Ich kenne viele, für die, die Gruppe der Freunde, die Arbeitskollegen oder sogar der Katzen- oder Hundezuchtverein Familie bedeutet: all das was uns gut gehen lässt, das uns Frieden schenkt und uns keine Probleme bereitet, ist Familie. Ich glaube nicht das es so ist. In der Familie geht es einem nicht immer gut: es gibt mühevolle Momente, Situationen in denen es schwierig ist gut auszukommen, man hat Auseinandersetzungen, man streitet, es gibt sogar Familien in denen man seit Jahren nicht mehr miteinander spricht und man sich nie sieht. Wirklichkeiten von denen man gerne Distanz nehmen würde, aber trotzdem ist die Familie der Ausgangspunkt und die Möglichkeit zur Erneuerung für viele Lebenswege. All diejenigen die den Schmerz einer zerstörten Familie erfahren haben, können von diesem Leid aus wiederbeginnen und etwas anderes suchen, können sich eine Zukunft konstruieren die beladen ist mit Schönheit, Liebe und Unbeschwertheit, die sie bisher nicht hatten.

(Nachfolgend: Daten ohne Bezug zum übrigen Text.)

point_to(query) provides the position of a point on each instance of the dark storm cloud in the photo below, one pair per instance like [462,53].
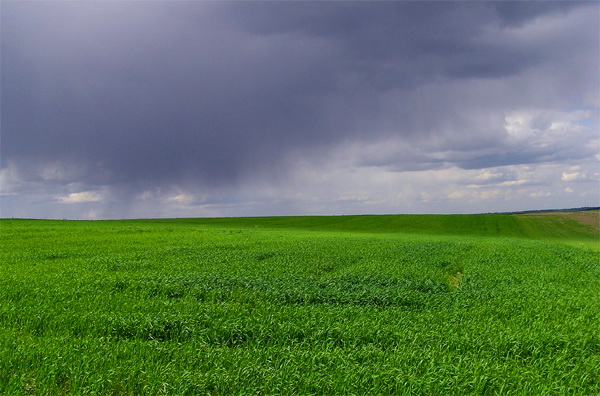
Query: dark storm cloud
[146,93]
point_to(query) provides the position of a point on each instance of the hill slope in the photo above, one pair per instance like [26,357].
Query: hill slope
[582,225]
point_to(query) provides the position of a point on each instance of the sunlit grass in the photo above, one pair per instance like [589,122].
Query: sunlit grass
[250,306]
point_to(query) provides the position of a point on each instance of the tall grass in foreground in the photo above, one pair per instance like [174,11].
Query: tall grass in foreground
[184,307]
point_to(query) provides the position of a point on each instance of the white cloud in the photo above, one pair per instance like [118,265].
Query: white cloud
[81,197]
[182,198]
[572,176]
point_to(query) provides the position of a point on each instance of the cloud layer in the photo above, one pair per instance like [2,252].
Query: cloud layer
[124,105]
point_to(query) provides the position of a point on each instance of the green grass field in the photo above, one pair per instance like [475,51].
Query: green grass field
[406,304]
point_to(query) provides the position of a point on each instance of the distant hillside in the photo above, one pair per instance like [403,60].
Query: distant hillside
[566,225]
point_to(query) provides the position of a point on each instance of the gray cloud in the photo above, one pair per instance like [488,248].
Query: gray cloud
[148,95]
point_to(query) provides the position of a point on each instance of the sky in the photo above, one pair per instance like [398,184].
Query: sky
[146,109]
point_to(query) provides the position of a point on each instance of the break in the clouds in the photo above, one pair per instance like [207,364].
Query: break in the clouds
[149,109]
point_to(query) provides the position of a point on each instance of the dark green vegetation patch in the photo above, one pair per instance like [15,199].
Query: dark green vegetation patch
[487,304]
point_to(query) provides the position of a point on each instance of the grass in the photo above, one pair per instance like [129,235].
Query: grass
[470,304]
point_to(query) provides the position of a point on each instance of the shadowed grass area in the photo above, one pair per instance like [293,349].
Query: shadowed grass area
[311,305]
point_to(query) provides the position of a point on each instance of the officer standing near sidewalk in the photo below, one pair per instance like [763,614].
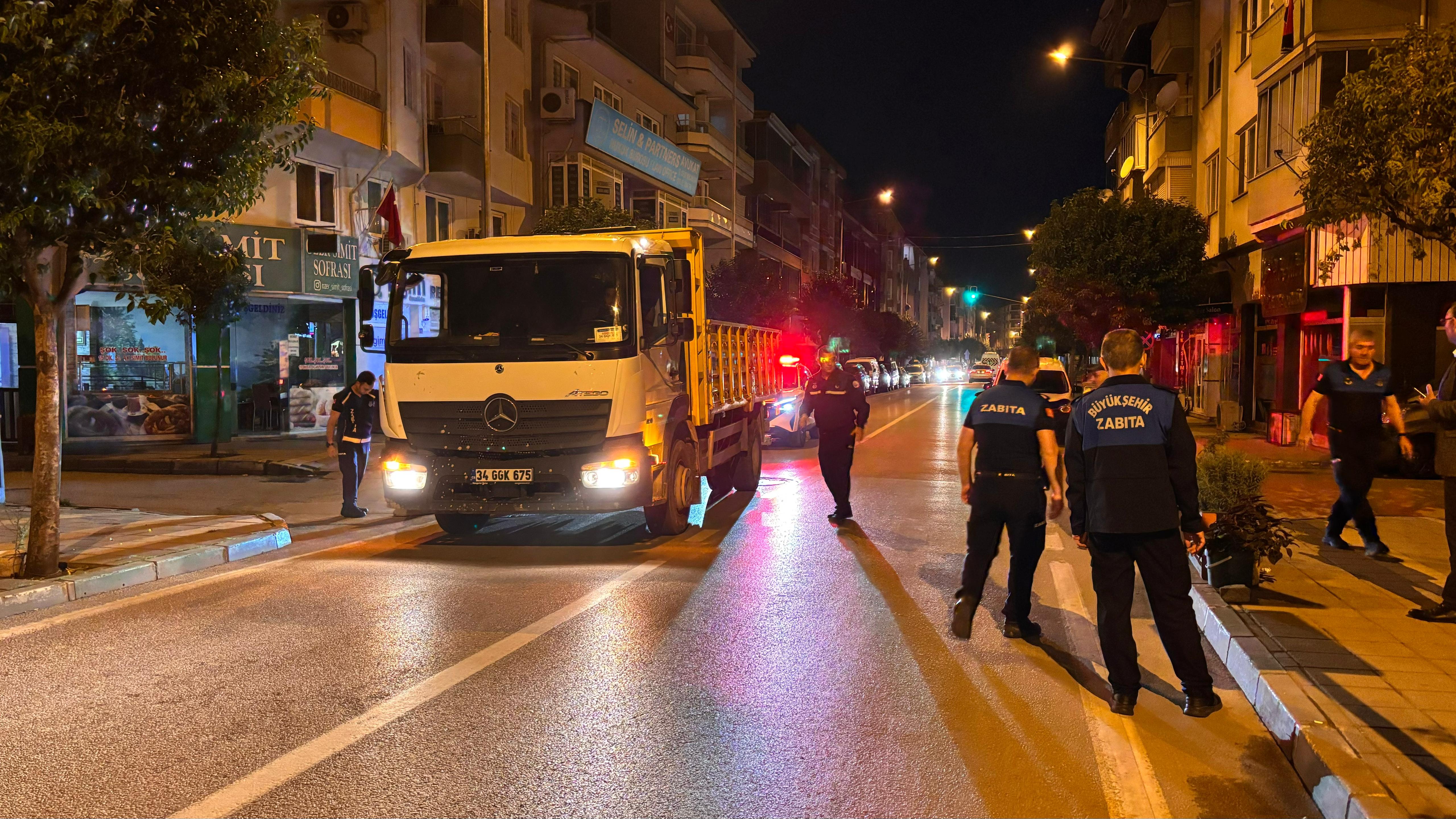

Man unterstehe sich aber nur die Fehler, den Groll und den Neid von einer Generation an die nächste weiterzugeben, oder von den eigenen Vätern nur die Gewohnheit der Verschlossenheit und der Einsamkeit zu übernehmen. Denn keine Familie ist gleich, und jede Familie ist Ausgangspunkt, und hat das Zeug dazu Gutes wachsen zu lassen. Sie ist eine privilegierte Schule in der man aus der Beziehung mit den Geschwistern lernt was Respekt  und das Empfangen anderer bedeutet. Man lernt die grundlegenden Regeln des Zusammenlebens und den Wert der Vergebung.

Das Problem ist, dass wir es oft vergessen und auch dass wir uns zu oft beirren lassen. In Frankreich gibt es Leute, die dafür kämpfen den Wert der Familie, gegründet auf der Union zwischen Mann und Frau, zu verteidigen. Sie tun das, um das sehr einfache aber wesentliche Konzept zu unterstreichen, dass wir alle von dort her kommen. In Italien hat man vor einiger Zeit auch angefangen dafür zu kämpfen und auch in Deutschland gab es im letzen Monat die erste Demonstration. Warum? Weil das offensichtlich die Zeit ist, in der man die Sicherheiten betonen muss, es ist der Moment in dem man daran erinnern muss, was am Ursprung und in der Zukunft eines jeden von uns ist.